Why is atomic bool needed to avoid data race?-CodePudding

I was looking at list 5.13 in C Concurrency in Action by Antony Williams:, and I am confused by the comments "the store to and load from y still have to be atomic; otherwise, there would be a data race on y". That implies that if y is a normal (non-atomic) bool then the assert may fire, but why?

#include <atomic>
#include <thread>
#include <assert.h>
bool x=false; 
std::atomic<bool> y;
std::atomic<int> z;

void write_x_then_y()
{
 x=true; 
 std::atomic_thread_fence(std::memory_order_release);
 y.store(true,std::memory_order_relaxed); 
}

void read_y_then_x()
{
 while(!y.load(std::memory_order_relaxed)); 
 std::atomic_thread_fence(std::memory_order_acquire);
 if(x)   z;
}

int main()
{
 x=false;
 y=false;
 z=0;
 std::thread a(write_x_then_y);
 std::thread b(read_y_then_x);
 a.join();
 b.join();
 assert(z.load()!=0); 
}

Now let's change y to a normal bool, and I want to understand why the assert can fire.

#include <atomic>
#include <thread>
#include <assert.h>
bool x=false; 
bool y=false;
std::atomic<int> z;

void write_x_then_y()
{
 x=true; 
 std::atomic_thread_fence(std::memory_order_release);
 y=true;
}

void read_y_then_x()
{
 while(!y); 
 std::atomic_thread_fence(std::memory_order_acquire);
 if(x)   z;
}

int main()
{
 x=false;
 y=false;
 z=0;
 std::thread a(write_x_then_y);
 std::thread b(read_y_then_x);
 a.join();
 b.join();
 assert(z.load()!=0); 
}

I understand that a data race happens on non-atomic global variables, but in this example if the while loop in read_y_then_x exits, my understanding is that y must either already be set to true, or in the process of being set to true (because it is a non-atomic operation) in the write_x_then_y thread. Since atomic_thread_fence in the write_x_then_y thread makes sure no code written above that can be reordered after, I think the x=true operation must have been finished. In addition, the std::memory_order_release and std::memory_order_acquire tags in two threads make sure that the updated value of x has been synchronized-with the read_y_then_x thread when reading x, so I feel the assert still holds... What am I missing?
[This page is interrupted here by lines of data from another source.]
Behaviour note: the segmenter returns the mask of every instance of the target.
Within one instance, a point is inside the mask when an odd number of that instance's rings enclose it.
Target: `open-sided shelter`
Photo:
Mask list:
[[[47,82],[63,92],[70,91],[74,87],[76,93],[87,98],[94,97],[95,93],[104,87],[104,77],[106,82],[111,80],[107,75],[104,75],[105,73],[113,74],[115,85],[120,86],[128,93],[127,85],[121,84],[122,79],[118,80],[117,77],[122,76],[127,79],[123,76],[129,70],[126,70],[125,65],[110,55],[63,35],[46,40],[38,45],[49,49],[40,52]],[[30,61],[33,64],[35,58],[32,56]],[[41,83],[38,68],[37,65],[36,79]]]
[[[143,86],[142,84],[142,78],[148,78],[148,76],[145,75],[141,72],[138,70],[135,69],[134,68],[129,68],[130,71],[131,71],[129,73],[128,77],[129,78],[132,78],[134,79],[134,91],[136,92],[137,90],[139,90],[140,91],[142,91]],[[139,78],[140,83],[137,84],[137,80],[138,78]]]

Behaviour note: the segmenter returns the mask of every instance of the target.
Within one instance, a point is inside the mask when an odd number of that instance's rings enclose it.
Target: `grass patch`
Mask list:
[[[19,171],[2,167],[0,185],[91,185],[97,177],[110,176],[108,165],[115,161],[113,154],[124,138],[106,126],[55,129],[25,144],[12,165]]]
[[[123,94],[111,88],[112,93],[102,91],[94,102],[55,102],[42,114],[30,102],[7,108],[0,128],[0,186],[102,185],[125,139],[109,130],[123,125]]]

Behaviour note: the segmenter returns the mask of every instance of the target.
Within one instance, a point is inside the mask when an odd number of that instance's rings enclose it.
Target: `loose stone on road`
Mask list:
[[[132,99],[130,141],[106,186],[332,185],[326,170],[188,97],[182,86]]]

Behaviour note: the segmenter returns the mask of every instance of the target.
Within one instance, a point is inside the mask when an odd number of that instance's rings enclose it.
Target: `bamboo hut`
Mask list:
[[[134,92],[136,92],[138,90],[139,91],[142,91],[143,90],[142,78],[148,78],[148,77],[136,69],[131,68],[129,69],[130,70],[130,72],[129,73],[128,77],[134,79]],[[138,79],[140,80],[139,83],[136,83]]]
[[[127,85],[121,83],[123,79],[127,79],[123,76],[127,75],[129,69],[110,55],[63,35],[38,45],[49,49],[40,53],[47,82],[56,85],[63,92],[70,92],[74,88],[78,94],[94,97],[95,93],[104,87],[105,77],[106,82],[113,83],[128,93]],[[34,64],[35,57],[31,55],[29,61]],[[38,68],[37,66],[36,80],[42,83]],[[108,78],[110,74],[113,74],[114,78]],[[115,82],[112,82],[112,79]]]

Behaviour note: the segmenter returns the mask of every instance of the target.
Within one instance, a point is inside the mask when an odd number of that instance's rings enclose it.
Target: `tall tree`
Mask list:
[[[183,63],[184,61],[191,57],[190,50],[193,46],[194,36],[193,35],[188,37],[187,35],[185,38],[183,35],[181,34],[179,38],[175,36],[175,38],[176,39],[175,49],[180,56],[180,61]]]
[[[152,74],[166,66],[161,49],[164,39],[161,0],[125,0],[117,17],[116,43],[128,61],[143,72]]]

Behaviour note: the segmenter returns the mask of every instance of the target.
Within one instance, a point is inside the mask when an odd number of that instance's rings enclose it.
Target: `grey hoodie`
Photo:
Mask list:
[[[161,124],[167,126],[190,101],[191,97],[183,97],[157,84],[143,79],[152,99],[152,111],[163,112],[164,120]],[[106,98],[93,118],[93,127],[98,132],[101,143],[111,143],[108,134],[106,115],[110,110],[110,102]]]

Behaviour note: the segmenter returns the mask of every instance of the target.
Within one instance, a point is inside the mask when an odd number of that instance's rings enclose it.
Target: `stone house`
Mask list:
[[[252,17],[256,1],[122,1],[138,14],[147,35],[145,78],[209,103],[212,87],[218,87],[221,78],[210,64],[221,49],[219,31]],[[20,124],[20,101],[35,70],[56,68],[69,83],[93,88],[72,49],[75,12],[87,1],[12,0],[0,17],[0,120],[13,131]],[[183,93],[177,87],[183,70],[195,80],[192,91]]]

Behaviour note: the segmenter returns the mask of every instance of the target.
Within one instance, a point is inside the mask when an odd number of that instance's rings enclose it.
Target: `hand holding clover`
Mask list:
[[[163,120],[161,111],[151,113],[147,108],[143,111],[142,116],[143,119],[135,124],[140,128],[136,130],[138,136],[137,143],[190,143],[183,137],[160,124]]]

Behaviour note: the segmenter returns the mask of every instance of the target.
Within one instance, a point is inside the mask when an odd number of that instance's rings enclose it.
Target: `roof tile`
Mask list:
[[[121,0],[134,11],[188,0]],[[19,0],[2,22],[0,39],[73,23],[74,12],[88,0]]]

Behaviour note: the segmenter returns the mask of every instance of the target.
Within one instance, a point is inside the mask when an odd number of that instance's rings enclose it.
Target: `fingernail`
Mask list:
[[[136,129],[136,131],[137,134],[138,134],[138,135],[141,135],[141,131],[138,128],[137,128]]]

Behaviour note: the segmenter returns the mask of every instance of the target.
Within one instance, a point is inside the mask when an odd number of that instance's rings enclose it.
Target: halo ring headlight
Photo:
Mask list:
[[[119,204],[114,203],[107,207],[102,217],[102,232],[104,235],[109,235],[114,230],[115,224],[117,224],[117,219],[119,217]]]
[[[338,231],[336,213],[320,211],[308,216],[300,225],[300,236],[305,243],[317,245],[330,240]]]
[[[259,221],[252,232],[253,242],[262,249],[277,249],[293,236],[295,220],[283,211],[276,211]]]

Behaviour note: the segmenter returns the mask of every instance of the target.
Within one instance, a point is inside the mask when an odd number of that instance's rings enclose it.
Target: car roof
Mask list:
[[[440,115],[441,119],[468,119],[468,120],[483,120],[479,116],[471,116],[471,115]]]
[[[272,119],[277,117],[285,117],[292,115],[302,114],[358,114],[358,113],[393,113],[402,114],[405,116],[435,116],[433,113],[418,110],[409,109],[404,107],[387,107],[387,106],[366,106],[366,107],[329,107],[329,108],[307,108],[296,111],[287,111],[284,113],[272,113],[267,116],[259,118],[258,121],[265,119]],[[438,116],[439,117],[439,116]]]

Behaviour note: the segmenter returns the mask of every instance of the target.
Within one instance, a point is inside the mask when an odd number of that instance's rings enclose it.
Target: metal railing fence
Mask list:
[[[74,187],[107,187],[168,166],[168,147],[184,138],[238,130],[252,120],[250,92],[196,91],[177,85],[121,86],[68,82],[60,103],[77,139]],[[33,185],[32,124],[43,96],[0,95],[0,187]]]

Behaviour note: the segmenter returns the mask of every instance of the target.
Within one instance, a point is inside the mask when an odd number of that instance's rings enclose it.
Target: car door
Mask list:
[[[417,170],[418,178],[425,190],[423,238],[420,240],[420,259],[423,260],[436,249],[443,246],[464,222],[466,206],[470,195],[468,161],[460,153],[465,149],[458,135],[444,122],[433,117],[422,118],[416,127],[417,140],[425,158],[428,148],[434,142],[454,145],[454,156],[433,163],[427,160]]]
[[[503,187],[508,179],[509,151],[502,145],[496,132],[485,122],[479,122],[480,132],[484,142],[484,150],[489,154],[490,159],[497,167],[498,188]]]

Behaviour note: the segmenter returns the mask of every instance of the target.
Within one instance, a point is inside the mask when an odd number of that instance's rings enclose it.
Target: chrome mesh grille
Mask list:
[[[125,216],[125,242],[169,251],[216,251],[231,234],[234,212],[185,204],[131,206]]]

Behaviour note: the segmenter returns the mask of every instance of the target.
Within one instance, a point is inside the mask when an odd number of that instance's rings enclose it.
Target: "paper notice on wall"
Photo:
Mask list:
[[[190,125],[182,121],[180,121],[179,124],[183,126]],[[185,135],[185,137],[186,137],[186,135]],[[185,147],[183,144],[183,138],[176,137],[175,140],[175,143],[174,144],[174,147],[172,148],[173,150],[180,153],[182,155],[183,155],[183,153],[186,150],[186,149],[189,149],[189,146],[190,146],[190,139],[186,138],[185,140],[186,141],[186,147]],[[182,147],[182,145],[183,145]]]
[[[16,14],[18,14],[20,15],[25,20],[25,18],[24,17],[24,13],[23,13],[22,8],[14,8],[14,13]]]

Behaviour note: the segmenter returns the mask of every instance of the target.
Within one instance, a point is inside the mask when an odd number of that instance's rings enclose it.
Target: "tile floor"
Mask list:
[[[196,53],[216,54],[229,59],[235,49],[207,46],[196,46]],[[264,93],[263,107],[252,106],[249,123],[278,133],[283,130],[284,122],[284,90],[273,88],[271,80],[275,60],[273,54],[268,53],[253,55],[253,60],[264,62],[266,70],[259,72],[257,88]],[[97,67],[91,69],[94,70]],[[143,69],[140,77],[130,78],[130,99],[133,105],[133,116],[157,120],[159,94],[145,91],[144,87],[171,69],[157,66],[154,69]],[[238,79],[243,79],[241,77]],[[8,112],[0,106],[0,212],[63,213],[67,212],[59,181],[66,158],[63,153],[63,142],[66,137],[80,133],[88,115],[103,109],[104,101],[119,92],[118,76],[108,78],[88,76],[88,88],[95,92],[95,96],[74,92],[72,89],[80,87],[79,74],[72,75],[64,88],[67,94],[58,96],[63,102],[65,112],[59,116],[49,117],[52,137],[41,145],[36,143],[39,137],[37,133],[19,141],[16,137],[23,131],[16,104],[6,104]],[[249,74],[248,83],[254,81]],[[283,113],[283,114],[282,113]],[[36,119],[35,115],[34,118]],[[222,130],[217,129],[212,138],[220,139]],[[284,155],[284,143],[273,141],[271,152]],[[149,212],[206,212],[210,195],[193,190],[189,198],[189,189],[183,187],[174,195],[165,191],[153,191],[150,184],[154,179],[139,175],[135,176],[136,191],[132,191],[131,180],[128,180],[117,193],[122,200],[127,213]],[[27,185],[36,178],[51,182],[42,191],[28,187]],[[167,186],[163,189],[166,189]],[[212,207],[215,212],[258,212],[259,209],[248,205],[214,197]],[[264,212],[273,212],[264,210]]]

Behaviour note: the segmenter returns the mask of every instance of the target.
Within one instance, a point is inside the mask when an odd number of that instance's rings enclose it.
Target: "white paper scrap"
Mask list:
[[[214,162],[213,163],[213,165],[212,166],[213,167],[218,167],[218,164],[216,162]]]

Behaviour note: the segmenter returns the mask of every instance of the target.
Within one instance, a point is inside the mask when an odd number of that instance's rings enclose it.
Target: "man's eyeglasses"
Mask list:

CodePudding user response：

Accessing a non-atomic object in two threads unsynchronized with one of the accesses being a write access is always a data race and causes undefined behavior. This is how the term "data race" is formally defined in the C language and what it prescribes as its consequences. It is not merely a race condition which informally refers to multiple possible outcomes being allowed due to unspecified ordering of certain thread accesses.

The write in y=true; happens while the loop while(!y); is still reading y, which makes it a data race if y is non-atomic. The program would have undefined behavior, which doesn't just mean that the assert might fire. It means that the program may do anything, e.g. crash or freeze up.

The compiler is allowed to optimize under the assumption that this never happens and thereby optimize the code in such a way that your intended behavior is not preserved since it relies on the access causing the data race.

Furthermore, an infinite loop which doesn't eventually perform any atomic/synchronizing/volatile/IO operation also has undefined behavior. So while(!y); has undefined behavior if y is not an atomic and initially false and the compiler can assume that this line is unreachable under those conditions.

The compiler could for example remove the loop from the function for that reason, as actually does happen with current compilers, see comments under the question.

And I am also aware that especially Clang does perform optimization based on that and sometimes even goes so far as to completely drop all contents (including the ret instruction at the end!) from an emitted function with such an infinite loop, if it could not ever be called without undefined behavior. However here, because y might be true when the function is called, in which case there is no undefined behavior for that, this doesn't happen.

All of this is on the language level. It doesn't matter what would happen on the hardware level if the program was compiled in a most literal translation. These would be additional concerns, e.g. potential tearing of write access and potential cache incoherency between threads, but both of these are unlikely to be a problem on common platforms for a bool. Another problem might be though that the threads could keep a copy of the variable in a register, potentially never producing a store that the other thread could observe, which is allowed for a non-atomic non-volatile object.

CodePudding user response：

If you write this:

bool y=false;
...
while(!y);

then the compiler can assume y will not change by itself. The body of the while is empty so either y is true at the start and you have an endless loop or y is false at the start and the while ends.

The compiler can optimize this into:

if (!y) while(true);

But c also says that there must always be progress, an infinite loop is UB, so the compiler may do whatever it likes when it sees a while(true);, including removing it. gcc and clang will actually do that as Jerome pointed out here: https://godbolt.org/z/ocrxnee8T

So what the std::atomic<bool> y; does is the modern form of marking y as volatile. The compiler can no longer assume that repeated reads of y give the same result and can no longer optiomize away the while(!y); loop.

Depending on the architecture it will also insert necessary memory barriers so changes to the variable become observable to other threads, which is more than volatile would have done.